- Location: Illubabor Zone, Oromia Region, Ethiopia
- Coordinates: 8°20′15″N 35°49′03″E﻿ / ﻿8.3374°N 35.8174°E
- Area: 1,670 km^{2} (640 sq mi)
- Designation: UNESCO-MAB Biosphere Reserve
- Designated: 2010
- Governing body: Ethiopian Biodiversity Institute (EBI)

= Yayu Biosphere Reserve =

Biosphere reserve in Oromia Region, Ethiopia

The Yayu Coffee Forest Biosphere Reserve is situated in Illubabor Zone of the Oromia Regional State, southwestern Ethiopia.

It is the center of origin for the most popular coffee in the world, Coffea arabica.

Yayu is the largest and most important forest in the world for the conservation of the wild coffee populations. The area plays a key role in the conservation of natural and cultural landscapes.

The biosphere reserve includes Eastern Afromontane Biodiversity Hotspot and Important Bird Areas of international significance. The area is also of cultural and historical significance since it possesses many archaeological sites, ritual sites, caves and waterfalls.

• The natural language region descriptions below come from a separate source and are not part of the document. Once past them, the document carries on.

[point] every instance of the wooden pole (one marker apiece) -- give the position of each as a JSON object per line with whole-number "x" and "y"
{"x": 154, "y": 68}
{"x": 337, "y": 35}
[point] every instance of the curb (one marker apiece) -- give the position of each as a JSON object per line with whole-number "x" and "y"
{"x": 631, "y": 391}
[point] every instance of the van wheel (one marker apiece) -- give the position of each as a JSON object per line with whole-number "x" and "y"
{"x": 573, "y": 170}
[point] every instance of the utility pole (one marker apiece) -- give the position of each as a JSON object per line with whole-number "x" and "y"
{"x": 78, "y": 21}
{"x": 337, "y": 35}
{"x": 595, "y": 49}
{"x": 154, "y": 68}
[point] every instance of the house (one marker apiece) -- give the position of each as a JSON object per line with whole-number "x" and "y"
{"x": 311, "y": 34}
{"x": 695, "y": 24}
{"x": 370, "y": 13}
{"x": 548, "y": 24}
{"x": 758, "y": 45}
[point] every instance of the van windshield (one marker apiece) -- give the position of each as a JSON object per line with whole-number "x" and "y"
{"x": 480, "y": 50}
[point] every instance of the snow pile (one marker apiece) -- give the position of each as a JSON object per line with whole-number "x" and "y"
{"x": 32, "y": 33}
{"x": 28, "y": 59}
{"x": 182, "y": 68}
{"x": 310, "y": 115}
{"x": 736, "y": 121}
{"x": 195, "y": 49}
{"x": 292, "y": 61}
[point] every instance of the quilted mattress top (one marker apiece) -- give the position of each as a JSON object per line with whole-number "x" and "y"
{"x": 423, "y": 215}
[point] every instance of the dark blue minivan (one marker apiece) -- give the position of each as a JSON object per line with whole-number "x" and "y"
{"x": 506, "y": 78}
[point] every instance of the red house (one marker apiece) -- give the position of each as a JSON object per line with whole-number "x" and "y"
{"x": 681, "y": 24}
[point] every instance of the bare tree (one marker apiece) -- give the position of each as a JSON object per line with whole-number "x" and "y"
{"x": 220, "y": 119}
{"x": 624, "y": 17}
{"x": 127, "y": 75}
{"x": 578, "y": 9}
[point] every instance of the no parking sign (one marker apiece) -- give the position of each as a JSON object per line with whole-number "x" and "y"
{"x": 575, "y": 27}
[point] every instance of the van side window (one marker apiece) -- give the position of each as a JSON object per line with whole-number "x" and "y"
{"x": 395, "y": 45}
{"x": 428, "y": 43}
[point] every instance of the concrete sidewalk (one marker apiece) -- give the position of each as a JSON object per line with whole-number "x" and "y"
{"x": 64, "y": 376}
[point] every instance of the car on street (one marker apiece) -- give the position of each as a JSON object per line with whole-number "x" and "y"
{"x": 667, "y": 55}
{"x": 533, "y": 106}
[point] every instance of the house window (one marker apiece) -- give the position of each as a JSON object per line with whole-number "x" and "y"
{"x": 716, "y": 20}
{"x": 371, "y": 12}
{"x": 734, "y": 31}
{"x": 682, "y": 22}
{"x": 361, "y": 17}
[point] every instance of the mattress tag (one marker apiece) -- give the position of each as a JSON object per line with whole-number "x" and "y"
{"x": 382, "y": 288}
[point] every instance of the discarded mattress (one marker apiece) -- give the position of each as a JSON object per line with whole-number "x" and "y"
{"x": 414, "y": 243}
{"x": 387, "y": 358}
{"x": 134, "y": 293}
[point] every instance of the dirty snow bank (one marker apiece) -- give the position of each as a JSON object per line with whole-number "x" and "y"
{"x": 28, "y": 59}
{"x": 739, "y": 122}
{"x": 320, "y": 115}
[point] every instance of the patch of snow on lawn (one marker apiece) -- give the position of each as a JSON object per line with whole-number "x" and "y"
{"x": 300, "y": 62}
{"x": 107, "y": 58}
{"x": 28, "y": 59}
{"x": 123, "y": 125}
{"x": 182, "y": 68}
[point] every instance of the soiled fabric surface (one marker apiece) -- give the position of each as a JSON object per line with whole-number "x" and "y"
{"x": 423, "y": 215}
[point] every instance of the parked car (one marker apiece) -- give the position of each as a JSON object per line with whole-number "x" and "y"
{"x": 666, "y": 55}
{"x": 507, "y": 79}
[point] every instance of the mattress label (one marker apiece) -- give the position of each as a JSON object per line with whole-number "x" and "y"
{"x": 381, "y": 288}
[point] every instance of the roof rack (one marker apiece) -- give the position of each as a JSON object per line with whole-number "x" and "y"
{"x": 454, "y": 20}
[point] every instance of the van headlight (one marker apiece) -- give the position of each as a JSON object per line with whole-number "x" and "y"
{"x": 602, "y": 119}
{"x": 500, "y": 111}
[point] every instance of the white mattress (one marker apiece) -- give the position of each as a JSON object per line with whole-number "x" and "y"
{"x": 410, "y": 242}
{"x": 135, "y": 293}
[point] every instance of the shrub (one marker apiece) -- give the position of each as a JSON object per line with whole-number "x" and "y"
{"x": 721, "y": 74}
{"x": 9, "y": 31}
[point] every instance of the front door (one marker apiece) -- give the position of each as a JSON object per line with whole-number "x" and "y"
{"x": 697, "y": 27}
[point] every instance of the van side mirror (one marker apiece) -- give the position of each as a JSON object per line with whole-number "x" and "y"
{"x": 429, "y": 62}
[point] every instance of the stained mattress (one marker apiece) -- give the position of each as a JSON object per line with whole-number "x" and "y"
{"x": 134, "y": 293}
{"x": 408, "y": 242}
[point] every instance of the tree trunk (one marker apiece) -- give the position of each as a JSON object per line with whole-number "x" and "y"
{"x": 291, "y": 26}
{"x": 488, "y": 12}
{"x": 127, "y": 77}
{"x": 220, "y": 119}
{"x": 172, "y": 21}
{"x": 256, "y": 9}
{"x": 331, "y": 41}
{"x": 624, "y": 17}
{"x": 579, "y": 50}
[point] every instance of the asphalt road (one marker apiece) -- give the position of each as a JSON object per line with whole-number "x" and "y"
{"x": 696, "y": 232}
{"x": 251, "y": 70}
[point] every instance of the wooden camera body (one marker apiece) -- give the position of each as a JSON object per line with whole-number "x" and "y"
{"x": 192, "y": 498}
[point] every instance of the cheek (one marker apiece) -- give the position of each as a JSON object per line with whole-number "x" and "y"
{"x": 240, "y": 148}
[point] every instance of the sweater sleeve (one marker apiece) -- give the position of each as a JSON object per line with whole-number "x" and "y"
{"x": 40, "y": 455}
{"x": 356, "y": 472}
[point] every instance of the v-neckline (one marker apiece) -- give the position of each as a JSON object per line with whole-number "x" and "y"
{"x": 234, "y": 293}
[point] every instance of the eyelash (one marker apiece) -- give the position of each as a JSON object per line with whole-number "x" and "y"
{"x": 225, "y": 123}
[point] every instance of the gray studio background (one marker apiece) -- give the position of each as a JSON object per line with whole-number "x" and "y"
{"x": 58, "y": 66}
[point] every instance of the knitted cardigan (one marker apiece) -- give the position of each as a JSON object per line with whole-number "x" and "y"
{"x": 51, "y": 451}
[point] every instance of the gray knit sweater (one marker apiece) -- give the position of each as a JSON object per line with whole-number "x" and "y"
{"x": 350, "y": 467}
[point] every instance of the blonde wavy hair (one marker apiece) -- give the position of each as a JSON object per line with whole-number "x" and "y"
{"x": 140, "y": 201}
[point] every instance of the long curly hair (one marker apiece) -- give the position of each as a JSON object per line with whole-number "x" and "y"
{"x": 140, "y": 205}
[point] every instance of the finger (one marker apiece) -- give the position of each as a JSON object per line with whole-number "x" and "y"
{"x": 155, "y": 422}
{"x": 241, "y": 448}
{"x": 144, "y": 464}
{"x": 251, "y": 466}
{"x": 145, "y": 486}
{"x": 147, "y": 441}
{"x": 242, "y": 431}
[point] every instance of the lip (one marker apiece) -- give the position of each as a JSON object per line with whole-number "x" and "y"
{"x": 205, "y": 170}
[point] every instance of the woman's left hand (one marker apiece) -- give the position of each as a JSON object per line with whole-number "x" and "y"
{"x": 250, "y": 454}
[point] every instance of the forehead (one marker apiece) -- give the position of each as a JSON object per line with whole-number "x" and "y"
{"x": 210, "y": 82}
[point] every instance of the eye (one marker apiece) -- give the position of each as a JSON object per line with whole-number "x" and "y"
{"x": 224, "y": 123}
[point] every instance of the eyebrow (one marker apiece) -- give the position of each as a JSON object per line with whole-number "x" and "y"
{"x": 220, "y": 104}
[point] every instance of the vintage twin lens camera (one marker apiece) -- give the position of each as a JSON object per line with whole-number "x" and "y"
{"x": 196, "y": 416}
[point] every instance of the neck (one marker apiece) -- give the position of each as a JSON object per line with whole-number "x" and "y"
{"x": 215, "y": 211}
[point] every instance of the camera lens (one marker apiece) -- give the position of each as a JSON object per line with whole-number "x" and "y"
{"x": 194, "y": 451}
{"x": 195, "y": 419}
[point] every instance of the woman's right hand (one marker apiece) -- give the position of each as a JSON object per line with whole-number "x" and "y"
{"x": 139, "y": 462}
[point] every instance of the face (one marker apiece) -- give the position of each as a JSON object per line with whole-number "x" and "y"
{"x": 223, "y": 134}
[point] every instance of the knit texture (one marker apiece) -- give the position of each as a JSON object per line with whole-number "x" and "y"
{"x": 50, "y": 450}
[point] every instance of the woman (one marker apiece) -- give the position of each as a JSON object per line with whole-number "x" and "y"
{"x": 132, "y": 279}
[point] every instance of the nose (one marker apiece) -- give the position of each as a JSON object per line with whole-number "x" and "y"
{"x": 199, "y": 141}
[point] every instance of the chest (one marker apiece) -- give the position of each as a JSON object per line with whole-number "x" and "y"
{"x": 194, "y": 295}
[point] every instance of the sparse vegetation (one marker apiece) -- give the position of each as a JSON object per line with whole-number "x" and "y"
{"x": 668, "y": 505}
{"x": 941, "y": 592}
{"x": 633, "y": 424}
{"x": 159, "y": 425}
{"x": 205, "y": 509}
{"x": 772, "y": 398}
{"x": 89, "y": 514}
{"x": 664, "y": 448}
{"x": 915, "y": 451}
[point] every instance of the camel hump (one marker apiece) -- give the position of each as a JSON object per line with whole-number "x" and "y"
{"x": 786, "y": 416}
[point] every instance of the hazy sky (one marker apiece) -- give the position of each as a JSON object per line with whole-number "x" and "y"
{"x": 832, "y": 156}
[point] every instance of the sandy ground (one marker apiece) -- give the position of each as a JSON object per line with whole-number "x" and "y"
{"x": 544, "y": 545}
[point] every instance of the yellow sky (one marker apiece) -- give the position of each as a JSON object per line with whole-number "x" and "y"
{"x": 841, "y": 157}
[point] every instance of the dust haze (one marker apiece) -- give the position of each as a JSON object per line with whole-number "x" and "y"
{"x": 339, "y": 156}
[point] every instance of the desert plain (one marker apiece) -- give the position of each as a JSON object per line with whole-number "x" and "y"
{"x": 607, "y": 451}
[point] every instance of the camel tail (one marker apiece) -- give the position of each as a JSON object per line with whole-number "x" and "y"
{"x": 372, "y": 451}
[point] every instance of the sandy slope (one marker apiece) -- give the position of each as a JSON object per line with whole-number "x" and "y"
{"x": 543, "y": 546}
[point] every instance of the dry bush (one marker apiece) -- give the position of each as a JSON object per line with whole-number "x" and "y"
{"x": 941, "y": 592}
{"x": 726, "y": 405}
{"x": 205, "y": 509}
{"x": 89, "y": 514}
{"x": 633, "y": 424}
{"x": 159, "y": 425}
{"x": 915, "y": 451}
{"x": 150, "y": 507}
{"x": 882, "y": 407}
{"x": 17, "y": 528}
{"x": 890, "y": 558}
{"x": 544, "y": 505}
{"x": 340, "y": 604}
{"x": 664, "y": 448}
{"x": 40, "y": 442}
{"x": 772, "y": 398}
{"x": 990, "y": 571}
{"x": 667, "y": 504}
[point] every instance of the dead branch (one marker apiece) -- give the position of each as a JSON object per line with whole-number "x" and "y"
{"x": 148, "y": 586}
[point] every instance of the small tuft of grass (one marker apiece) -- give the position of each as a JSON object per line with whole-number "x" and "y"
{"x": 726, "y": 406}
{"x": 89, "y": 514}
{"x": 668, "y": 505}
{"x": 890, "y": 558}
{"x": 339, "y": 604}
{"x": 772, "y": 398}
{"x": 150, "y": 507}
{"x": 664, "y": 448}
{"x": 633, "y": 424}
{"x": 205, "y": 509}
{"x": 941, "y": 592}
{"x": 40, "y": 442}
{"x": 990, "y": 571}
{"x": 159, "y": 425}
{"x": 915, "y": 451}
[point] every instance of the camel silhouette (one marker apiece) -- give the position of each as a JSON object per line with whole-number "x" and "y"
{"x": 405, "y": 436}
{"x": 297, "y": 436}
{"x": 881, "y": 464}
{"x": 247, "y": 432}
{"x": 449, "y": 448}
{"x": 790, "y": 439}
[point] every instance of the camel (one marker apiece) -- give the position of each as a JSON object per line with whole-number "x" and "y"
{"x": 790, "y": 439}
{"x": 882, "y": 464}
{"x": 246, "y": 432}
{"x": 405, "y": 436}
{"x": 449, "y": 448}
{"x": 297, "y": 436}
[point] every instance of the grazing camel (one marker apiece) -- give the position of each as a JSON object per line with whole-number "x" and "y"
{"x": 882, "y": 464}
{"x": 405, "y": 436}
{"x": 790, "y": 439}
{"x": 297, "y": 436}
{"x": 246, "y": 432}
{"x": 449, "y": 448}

Administrative Division: Oromiya National Regional State, Oromiya Forestry andWildlife Enterprise, Illubabor Branch, Illubabor ZoneLand and Environmental Protection, Six Districts Administration, Oromiya Bureau of Land and Environmental Protection, Oromiya Forestry and Wildlife Enterprise, Oromiya Bureau of Agriculture and Rural Development, and Ministry of Science and Technology

==Human activities==

The transition area is found adjacent to the buffer zone and it is composed of agricultural land, wetland, grassland, settlement area and fragments of forest land. All the management units (core, buffer, transition) in the proposed biosphere reserve are contiguous; but there are five core areas. About 154,300 permanent residents live in the biosphere reserve and mainly rely on agriculture.

The designation as a biosphere reserve is expected to enhance ecologically sound and traditional agriculture, to foster ecotourism and to create new jobs in small businesses such as coffee, bee-keeping, spices and horticulture activities. Within the biosphere reserve framework, local communities are familiarized with the wise use of natural resources and sustainable development techniques, and the implementation of conservation projects.

Currently, two projects funded by the German Federal Agency for Conservation and German Federal Ministry of Education and Research are being implemented in the proposed biosphere reserve: Conservation and use of the wild populations of Coffea arabica in the montane rainforests of Ethiopia and Public awareness and environmental education project.

==Ecological characteristics==

The Yayu Coffee Forest Biosphere Reserve is situated in southwestern Ethiopia. The area plays a key role in the conservation of natural and cultural landscapes. The biospherereserve includes Eastern Afromontane Biodiversity Hotspot and Important Bird Areas of international significance and one of the last remaining montane rainforest fragments with wild Coffea arabica populations in the world.

The area is also of cultural and historical significance since it possesses many archaeological sites, ritual sites, caves and waterfalls. The core areas and buffer zone are considered as one of the Regional Forest Priority Areas(or Forest Conservation Area) and Forest Coffee conservation Site.